January 21st
Today I learned an alternative proof of Wilson's theorem, from group actions. The main result is something called the $p$-group fixed point theorem, from here . Namely, if a finite $p$-group $G$ acts on a set $X$ then the set of fixed points $X^G$ satisfies\[|X|\equiv\left|X^G\right|\pmod p.\]This follows directly from the class equation. Quickly, for $x\in G,$ we can biject cosets in $G/\op{Stab}_x$ with elements in the orbit $Gx$ (explicitly, $g\op{Stab}_x\mapsto gx$), we see that\[|X|=\sum_{\text{orbits }Gx}|Gx|=\sum_{\text{orbits }Gx}[G:\op{Stab}_x]=\sum_{\text{orbits }Gx}\frac{|G|}{|\op{Stab}_x|}.\]Now, $|\op{Stab}_x|$ divides $|G|$ and is therefore a power of $p,$ so $|G|/|\op{Stab}_x|$ is as well. So this is divisible by $p$ unless it is equal to $1,$ in which case $|Gx|=1$ exactly describes $x\in X^G,$ so $1\cdot\left|X^G\right|$ exactly measures the perturbations$\pmod p.$
Anyways, let's kill Wilson's theorem with our new black magic.
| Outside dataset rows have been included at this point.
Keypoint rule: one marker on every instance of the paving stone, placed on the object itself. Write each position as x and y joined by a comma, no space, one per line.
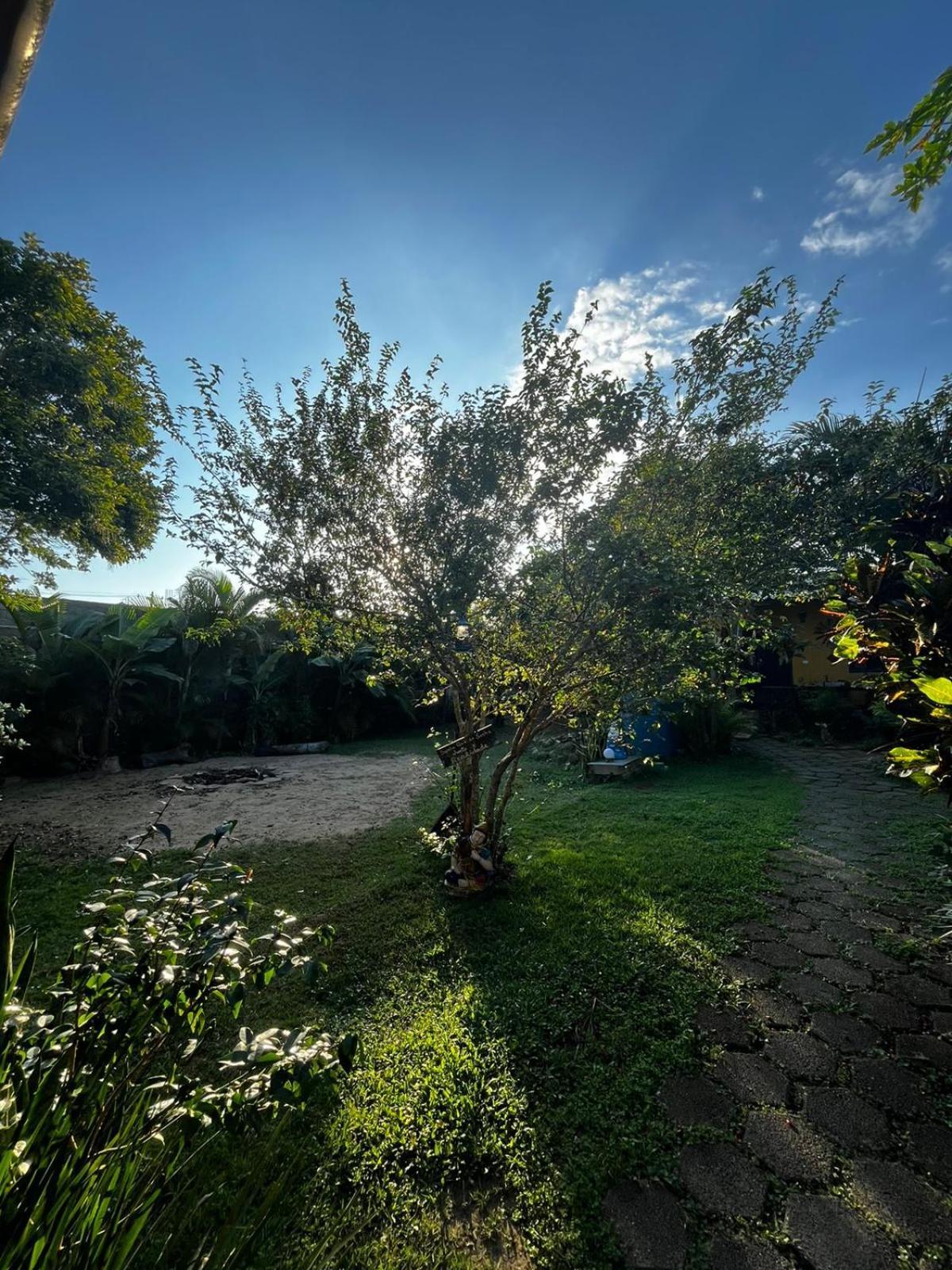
917,990
649,1225
871,956
819,910
805,1057
931,1149
695,1100
778,954
777,873
903,1202
831,1237
846,933
727,1028
746,971
789,1146
752,1079
841,899
941,971
837,971
844,1033
812,990
774,1007
886,1011
900,910
814,944
793,921
871,920
744,1255
844,1117
772,899
924,1049
890,1085
825,884
723,1179
754,931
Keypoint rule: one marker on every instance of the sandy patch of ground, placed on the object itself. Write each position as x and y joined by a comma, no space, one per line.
311,797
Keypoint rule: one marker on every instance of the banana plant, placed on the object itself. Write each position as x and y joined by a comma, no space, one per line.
120,645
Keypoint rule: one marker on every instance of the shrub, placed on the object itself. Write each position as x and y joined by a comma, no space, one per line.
102,1094
706,728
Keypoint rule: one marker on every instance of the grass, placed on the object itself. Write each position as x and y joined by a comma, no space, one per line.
512,1048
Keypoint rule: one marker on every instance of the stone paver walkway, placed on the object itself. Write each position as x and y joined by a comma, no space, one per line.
819,1133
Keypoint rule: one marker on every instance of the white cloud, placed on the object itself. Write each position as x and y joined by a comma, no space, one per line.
866,216
655,311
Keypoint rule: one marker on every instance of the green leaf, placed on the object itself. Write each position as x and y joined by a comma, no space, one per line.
939,690
848,648
900,755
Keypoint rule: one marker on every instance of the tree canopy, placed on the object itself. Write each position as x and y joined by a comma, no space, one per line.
508,541
926,139
79,454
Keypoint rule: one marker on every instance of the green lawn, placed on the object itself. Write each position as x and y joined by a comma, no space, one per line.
512,1047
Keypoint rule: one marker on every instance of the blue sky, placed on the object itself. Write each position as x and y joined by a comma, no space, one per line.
224,164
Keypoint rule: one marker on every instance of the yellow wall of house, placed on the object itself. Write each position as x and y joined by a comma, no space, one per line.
812,662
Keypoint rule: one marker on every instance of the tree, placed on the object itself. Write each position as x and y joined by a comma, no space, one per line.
850,474
79,406
895,605
926,133
482,537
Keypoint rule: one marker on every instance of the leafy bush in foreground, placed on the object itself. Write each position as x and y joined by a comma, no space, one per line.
102,1095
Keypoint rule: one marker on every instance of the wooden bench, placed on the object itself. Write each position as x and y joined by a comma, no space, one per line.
609,768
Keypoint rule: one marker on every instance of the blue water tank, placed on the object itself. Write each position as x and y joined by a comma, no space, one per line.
651,734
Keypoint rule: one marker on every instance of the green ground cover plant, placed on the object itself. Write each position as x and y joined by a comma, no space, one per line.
512,1049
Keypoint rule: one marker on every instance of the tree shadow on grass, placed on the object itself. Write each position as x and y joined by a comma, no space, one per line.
513,1047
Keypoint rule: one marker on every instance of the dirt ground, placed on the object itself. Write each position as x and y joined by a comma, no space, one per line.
308,798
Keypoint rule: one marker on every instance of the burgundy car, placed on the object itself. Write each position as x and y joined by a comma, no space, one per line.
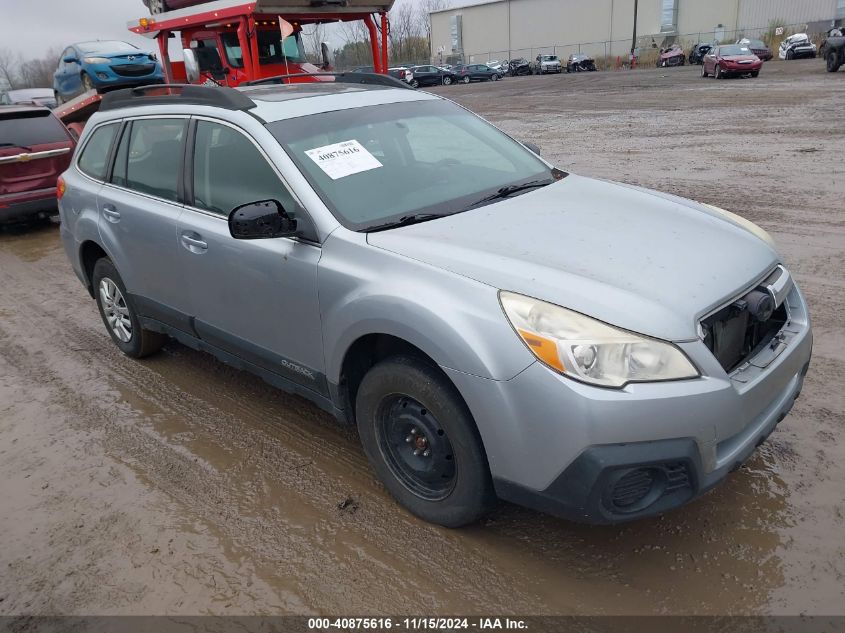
731,60
34,149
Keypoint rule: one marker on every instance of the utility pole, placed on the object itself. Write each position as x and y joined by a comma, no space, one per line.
634,38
We need to talk about $(p-1)!\pmod p,$ so we would like to make a set $X$ with size $(p-1)!.$ We can get a $p!$ by taking permutations of $\FF_p,$ but to get down to $(p-1)!,$ we need to divide out that factor of $p.$ The way we do this is by identifying the permutations\[(a_1,\ldots,a_p)\sim(a_1+k,\ldots,a_p+k)\]for any $(a_1,\ldots,a_p)\in S_p$ and $k\in\FF_p.$ Here the notation $(a_1,\ldots,a_p)$ denotes the permutation $n\mapsto a_n.$ So we define\[X=S_p/\sim,\]where $\sim$ is defined as above. One way to look at this is as fixing the last element: there is exactly one $k$ which will take $a_p=0,$ for example. However, we would like to make a $p$-group act on this thing, so having $p$-tuples makes it natural to make $G:=\ZZ/p\ZZ$ act on $X$ by shifts, like\[[n]_p\cdot(a_1,\ldots,a_p)=(a_{1+n},\ldots,a_{p+n}),\]where indices are taken$\pmod p.$
It remains to compute the number of fixed points of this action. Well, a permutation will be fixed as long as\[(a_1,\ldots,a_p)\sim(a_{1+n},\ldots,a_{p+n})\]for each $n\in\ZZ/p\ZZ.$ In fact, because $\ZZ/p\ZZ$ is cyclic, it really suffices to check $n=1,$ so we need a constant $k$ such that\[(a_1,\ldots,a_p)=(a_2+k,\ldots,a_1+k,a_p+k).\]That is, we need $a_\bullet\equiv a_{\bullet+1}+k\pmod p.$ To count the number of such tuples, we note that all tuples are equivalent to one with $a_1=0$ (explicitly, $k=-a_1$), in which case these look like $(0,k,2k,\ldots,(p-1)k).$ Because these tuples need to contain distinct elements, there are only $p-1$ options for $k.$ (All of these work because multiplication by $k$ is a bijection.) Thus, we have $\left|X^G\right|=p-1$ fixed points, which implies\[(p-1)!\equiv(p-1)\equiv-1\pmod p.\]This is Wilson's theorem, so we are done here.